Modern society is awash in data. By one estimate, as much information today is created in 48 hours as was produced in the last 30,000 years. The challenge now is making all those megabytes public.
The open data movement has sprouted up to disseminate data from satellites and sensors, in traditional labs and other places, to anyone who wants it. Open data allows scientists to build on experiments faster and easier, and to root out mistakes. It gives the public added confidence in the results. While the 2009 “Climategate” controversy failed to change the basic facts about global warming it did expose the lengths that some scientists, besieged by climate change deniers, went to keep their data secret.

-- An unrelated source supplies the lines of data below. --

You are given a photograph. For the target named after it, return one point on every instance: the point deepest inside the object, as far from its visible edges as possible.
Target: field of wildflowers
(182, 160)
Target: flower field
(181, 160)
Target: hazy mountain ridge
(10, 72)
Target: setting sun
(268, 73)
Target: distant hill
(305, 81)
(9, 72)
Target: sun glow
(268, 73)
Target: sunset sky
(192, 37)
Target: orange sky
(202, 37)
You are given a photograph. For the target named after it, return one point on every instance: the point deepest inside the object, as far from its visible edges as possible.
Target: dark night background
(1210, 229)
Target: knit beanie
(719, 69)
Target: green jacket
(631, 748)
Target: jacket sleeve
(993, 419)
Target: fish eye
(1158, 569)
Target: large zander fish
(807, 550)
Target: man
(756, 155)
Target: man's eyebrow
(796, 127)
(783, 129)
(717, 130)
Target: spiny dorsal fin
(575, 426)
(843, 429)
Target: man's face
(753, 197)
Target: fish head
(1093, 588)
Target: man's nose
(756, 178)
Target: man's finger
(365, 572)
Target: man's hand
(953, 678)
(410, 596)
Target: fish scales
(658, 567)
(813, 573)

This month, Elsevier, publisher of The Lancet and Cell, announced the start of reciprocal linking between its geochemistry journals and a data library managed by Columbia’s Lamont-Doherty Earth Observatory, called Integrated Earth Data Applications (IEDA) and funded by the National Science Foundation. Eventually, studies in 32 Elsevier geochemistry journals, including Earth-Science Reviews and Earth and Planetary Science Letters, will link to data sets managed by IEDA.

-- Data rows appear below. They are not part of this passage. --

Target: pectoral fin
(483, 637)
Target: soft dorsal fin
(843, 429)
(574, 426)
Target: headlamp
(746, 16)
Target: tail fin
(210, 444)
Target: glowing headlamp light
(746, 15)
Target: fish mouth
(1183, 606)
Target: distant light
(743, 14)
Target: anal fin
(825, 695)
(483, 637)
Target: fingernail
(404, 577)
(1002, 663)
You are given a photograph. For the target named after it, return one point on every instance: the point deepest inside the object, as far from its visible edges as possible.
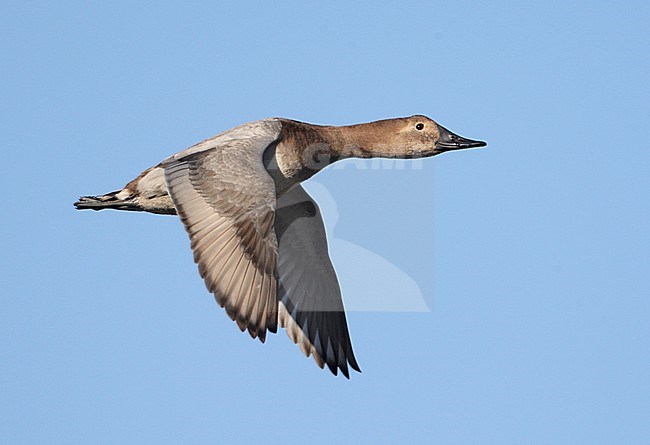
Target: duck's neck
(305, 149)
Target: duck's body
(257, 236)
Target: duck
(257, 236)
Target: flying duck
(257, 236)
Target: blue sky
(532, 254)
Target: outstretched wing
(226, 201)
(311, 309)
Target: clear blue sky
(532, 254)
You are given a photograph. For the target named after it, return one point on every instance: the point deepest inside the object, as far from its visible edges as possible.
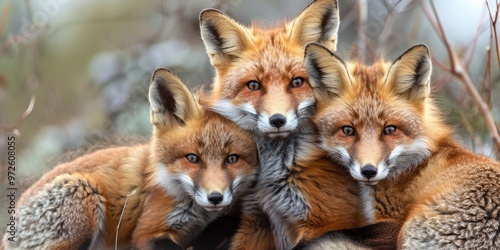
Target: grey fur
(283, 203)
(56, 213)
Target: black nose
(368, 171)
(215, 198)
(277, 120)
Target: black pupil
(253, 85)
(348, 130)
(232, 159)
(390, 130)
(192, 158)
(297, 82)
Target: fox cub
(381, 124)
(196, 165)
(261, 85)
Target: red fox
(261, 85)
(196, 165)
(381, 124)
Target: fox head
(378, 120)
(197, 153)
(260, 82)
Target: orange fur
(78, 204)
(273, 58)
(444, 195)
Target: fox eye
(348, 130)
(193, 158)
(232, 159)
(390, 130)
(253, 85)
(297, 82)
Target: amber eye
(193, 158)
(390, 130)
(297, 82)
(348, 130)
(232, 159)
(253, 85)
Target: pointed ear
(409, 76)
(318, 23)
(224, 38)
(328, 74)
(172, 104)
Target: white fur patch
(201, 198)
(367, 202)
(177, 184)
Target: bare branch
(15, 129)
(457, 68)
(494, 27)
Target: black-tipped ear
(318, 23)
(171, 102)
(410, 75)
(224, 38)
(328, 74)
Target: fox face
(260, 81)
(200, 154)
(375, 120)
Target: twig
(4, 18)
(458, 70)
(121, 216)
(15, 129)
(361, 20)
(494, 25)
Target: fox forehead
(211, 137)
(271, 59)
(366, 104)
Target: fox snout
(368, 171)
(215, 198)
(277, 120)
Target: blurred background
(74, 73)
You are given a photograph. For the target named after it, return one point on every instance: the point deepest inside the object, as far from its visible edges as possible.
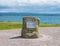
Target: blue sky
(33, 6)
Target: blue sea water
(17, 17)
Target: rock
(30, 27)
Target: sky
(31, 6)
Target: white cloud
(44, 5)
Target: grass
(15, 25)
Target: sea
(18, 17)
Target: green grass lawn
(15, 25)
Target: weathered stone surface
(30, 27)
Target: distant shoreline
(17, 25)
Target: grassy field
(15, 25)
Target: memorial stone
(30, 27)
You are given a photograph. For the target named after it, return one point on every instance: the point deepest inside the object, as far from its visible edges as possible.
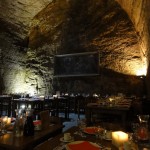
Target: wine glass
(134, 127)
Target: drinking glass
(134, 127)
(81, 125)
(1, 127)
(99, 134)
(4, 122)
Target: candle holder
(119, 138)
(3, 124)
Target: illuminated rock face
(63, 26)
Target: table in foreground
(56, 144)
(10, 142)
(106, 110)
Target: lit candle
(8, 121)
(118, 138)
(5, 119)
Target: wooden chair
(46, 119)
(43, 146)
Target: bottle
(18, 126)
(142, 132)
(28, 125)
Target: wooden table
(111, 111)
(10, 142)
(55, 142)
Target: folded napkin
(83, 145)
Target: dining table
(9, 141)
(58, 144)
(81, 139)
(118, 110)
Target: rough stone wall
(18, 14)
(139, 13)
(70, 27)
(83, 26)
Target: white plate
(90, 130)
(62, 140)
(78, 142)
(107, 139)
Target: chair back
(45, 119)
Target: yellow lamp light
(118, 138)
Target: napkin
(83, 145)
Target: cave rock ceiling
(16, 15)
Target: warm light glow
(23, 106)
(118, 138)
(141, 72)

“Through this collaboration, more researchers will be able to access the data and analyze it,” said Kerstin Lehnert, a Lamont-Doherty scientist who heads IEDA. “We’ve built the software tools that let you pull out the data you need instantly.”
In a similar project, Elsevier started reciprocal linking earlier this year with some of its other earth science journals and the PANGAEA data library managed by Germany’s Alfred Wegener Institute for Polar and Marine Research. Though some scientists make their data available in supplementary material, these new collaborations make the data easier to use, said IJsbrand Jan Aalbersberg, vice president of content innovation at Elsevier. “Previously, data was often available but much more hidden,” he said. “This visibility allows the science to be better validated, and re-used, ultimately improving the quality of science at lower cost.”